Gold is at the Crossroad

Last November and December, it looked as if gold had broken out from a multi-year inverse head-and-shoulders. Since then, the price has dropped below the breakout area, and the long-term KST has begun to roll over.

Just like takeoff and landing are the critical points for an aircraft, breakouts are one of the most dangerous moments for financial markets. If prices remain above the breakout point and extend their advance, the uptrend is likely to extend. On the other hand, failure to remain above the breakout point throws up the possibility of a whipsaw. False starts such as this are typically followed by above-average price moves, as incorrectly positioned market participants attempt to get back to the right side of the market. There are occasions, though, when the price, having temporarily pushed through resistance, re-groups and makes another attempt at the breakout.

In technical analysis we deal in probabilities, which are determined by the weight of the evidence. In this instance, the breakout is a positive piece of evidence and the failure, so far this month, to hold above the breakout point is a negative one. Since we assume the prevailing trend is in force until the evidence proves otherwise, the benefit of the doubt at this point is given to the uptrend. To get a guilty verdict, some additional negative evidence is required. That confirmation can take many forms but most commonly comes from a reliable moving average crossover or a trendline break and so forth. A trend in which the price regroups and moves to new highs is generally on more solid footing than breakouts that are not subject to such successful downside testing.

Chart 1

Gold's recent breakout was significant since the neckline extended over several years and turned back four rallies. If the late 2023 breakout turns out to be false, that's an equally big deal in a negative sense. So far, the price has offered little in the form of confirmation, since the price remains above its 12-month MA and the long-term KST, whilst flattening, has remained above its signal line.

The green shadings in Chart 2 tell us when the PPO, using the 6 and 15-month parameters, are above zero and the small arrows, those few examples of false crossover that have developed in the last 35 years. Note that pretty well all of the extended declines that have taken place have been confined to the unshaded areas when the oscillator was below zero.
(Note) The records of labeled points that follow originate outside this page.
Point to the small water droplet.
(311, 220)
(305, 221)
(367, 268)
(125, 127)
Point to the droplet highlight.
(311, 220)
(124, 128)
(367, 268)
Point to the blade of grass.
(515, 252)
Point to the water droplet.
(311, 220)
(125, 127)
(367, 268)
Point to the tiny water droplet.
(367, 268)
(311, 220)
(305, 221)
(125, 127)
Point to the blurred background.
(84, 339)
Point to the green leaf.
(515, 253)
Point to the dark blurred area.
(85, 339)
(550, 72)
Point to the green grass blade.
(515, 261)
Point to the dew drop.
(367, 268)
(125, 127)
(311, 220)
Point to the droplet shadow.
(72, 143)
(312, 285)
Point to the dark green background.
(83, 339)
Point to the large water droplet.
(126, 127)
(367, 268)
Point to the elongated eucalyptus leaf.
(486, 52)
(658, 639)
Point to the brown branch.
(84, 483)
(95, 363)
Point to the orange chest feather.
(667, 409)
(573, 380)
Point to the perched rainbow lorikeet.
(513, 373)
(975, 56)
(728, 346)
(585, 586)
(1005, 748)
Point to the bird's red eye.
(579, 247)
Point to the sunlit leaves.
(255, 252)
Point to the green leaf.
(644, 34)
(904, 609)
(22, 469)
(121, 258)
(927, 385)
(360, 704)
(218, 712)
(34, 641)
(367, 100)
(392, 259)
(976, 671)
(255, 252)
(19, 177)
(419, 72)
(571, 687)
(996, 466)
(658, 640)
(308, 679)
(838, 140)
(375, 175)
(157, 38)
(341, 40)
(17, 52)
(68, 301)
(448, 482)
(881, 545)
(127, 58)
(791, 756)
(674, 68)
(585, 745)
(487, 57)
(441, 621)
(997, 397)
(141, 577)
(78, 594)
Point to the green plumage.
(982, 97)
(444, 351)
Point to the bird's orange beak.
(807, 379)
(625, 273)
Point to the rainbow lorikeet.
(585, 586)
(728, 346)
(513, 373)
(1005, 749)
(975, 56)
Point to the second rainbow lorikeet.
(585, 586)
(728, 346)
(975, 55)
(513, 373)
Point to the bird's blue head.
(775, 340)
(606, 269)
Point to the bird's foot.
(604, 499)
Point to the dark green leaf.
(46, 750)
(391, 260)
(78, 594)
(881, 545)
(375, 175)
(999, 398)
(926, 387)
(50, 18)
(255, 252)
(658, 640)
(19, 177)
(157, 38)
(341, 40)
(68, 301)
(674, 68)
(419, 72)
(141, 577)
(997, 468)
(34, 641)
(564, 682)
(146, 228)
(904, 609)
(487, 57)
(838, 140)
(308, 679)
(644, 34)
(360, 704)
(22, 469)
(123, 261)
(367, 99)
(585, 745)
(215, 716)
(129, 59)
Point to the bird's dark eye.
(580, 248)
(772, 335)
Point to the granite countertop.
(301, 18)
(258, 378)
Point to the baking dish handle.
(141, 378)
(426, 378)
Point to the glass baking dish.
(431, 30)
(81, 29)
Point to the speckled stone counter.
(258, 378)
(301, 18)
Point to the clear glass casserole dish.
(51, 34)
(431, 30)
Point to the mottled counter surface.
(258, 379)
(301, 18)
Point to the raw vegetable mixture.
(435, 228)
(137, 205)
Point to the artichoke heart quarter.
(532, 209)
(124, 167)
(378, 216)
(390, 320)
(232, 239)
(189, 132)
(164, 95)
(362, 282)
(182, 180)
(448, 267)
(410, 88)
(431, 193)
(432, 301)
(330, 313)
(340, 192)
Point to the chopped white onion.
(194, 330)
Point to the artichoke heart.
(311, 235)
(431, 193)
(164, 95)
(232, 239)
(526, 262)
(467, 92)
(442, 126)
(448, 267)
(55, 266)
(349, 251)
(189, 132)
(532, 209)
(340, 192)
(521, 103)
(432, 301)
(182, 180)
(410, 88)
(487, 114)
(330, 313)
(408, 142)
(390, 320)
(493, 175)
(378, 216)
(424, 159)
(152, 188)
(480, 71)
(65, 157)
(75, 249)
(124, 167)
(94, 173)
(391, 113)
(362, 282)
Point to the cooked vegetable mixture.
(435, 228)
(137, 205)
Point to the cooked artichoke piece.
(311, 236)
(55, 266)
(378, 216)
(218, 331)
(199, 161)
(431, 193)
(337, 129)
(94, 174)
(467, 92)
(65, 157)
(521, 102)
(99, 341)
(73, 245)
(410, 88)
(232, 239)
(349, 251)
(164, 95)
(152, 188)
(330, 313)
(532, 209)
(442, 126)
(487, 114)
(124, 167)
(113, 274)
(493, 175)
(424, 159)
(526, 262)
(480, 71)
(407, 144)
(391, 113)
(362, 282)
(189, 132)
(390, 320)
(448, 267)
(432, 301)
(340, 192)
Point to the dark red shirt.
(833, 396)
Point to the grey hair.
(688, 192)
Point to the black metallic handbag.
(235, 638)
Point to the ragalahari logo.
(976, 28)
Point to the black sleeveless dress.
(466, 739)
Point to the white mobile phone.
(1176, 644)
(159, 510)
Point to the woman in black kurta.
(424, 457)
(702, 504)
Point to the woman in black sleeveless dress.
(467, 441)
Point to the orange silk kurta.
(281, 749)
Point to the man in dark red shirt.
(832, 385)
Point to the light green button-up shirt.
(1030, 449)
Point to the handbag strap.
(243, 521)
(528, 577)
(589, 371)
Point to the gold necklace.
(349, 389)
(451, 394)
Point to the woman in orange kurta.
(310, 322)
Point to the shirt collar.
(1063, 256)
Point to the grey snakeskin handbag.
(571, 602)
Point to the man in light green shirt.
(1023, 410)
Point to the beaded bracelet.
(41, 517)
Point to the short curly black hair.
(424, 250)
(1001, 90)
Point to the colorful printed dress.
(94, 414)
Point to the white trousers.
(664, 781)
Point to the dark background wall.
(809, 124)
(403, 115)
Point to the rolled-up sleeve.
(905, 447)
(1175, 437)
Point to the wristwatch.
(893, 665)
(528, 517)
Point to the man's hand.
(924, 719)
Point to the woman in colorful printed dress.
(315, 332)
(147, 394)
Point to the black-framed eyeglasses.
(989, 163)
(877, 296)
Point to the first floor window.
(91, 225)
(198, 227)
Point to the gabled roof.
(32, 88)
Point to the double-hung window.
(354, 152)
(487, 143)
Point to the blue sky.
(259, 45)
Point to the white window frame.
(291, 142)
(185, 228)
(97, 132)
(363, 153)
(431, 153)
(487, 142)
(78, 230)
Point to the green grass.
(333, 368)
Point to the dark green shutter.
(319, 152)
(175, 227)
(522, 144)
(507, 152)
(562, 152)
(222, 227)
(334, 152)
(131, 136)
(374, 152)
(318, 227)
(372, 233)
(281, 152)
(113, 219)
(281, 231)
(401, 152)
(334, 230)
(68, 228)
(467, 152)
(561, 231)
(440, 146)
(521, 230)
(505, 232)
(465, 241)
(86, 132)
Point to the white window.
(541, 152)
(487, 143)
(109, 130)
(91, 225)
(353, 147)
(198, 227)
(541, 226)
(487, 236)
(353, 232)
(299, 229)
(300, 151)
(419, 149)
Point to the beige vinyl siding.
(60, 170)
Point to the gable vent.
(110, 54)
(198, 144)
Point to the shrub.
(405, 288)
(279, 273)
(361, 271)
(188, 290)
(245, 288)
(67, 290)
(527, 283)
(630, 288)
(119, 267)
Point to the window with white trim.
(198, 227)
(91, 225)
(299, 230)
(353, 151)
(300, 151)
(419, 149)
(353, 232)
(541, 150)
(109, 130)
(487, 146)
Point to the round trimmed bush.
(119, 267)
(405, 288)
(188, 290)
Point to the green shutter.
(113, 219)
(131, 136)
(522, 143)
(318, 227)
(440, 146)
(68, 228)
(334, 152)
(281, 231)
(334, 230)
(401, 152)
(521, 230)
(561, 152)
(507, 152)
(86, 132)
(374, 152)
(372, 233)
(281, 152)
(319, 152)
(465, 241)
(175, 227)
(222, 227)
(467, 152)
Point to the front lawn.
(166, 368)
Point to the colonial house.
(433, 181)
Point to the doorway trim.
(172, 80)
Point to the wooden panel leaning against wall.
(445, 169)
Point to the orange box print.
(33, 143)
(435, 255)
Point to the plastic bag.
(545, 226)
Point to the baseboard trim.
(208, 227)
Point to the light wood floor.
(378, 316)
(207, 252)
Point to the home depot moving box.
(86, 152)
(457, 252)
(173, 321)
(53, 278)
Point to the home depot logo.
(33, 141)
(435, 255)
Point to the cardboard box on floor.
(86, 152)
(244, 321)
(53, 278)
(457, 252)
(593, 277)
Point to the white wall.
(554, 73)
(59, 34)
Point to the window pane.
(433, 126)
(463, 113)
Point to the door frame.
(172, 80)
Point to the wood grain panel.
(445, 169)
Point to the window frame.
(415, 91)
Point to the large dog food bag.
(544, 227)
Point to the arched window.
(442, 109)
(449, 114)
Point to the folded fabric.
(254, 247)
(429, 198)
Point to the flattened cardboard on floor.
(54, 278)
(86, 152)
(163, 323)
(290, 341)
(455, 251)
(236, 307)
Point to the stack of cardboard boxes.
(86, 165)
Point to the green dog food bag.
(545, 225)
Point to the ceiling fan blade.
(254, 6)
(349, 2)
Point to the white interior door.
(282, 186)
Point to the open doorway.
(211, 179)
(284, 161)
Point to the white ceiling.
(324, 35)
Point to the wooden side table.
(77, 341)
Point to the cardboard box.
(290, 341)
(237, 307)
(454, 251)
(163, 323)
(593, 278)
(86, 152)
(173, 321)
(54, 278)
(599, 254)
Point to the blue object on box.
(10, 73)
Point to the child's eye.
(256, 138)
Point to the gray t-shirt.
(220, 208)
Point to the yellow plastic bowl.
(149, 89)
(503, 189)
Right now, it's comfortably above the equilibrium point and supporting the possibility of a re-test of the breakout. You can also see the secular uptrend dating from the turn of the century and the 48-month MA are both intact. They are currently around the $1850 area.

Chart 2

The upper window in Chart 3 plots the price using using weekly data. The up trendline and 65-week EMA are still intact, so once again there is no confirmation of a false break.

Recent action for the ratio between the Gold Bugs Index ($HUI) and gold itself (GLD) is troubling, though. That's because $HUI components downplay hedging their production and are therefore a lot more exposed to fluctuations in the gold price itself. Consequently, when this index underperforms gold, it signals a vote of no confidence, indicating the price of the yellow metal is unlikely to rise. This week, the ratio tentatively violated a multi-year support trendline and is now on course for a test of the lower part of the late-2015 trading range. The rising KST hints that the downside break could turn out to be false.

Chart 3

The stakes for the Index itself could not be higher, as Chart 4 shows it has fallen back towards its 2001-2024 secular up trendline. Note that the $HUI and the gold price traveled in tandem during the 2001-2012 bull market, but, since 2021, gold has zig-zagged higher, whereas the $HUI has moved in the opposite direction. The current tight balance between buyers and sellers is indicated not only by the $HUI reaching key support, but by the completely flat long-term KST.

Chart 4

Finally, Chart 5 offers some hope for the bulls, since it shows the 30-day MA of the Gold Miners A/D ratio has reversed from an oversold condition for the seventh time since 2019. Four of those occasions were followed by nice rallies in the Index; two were not. In addition, the Index is also resting on a 2-year up trendline. Consequently, it's nail-biting time for those with a bullish inclination!

Chart 5

Good luck and good charting,

Martin J. Pring

The views expressed in this article are those of the author and do not necessarily reflect the position or opinion of Pring Turner Capital Group of Walnut Creek or its affiliates.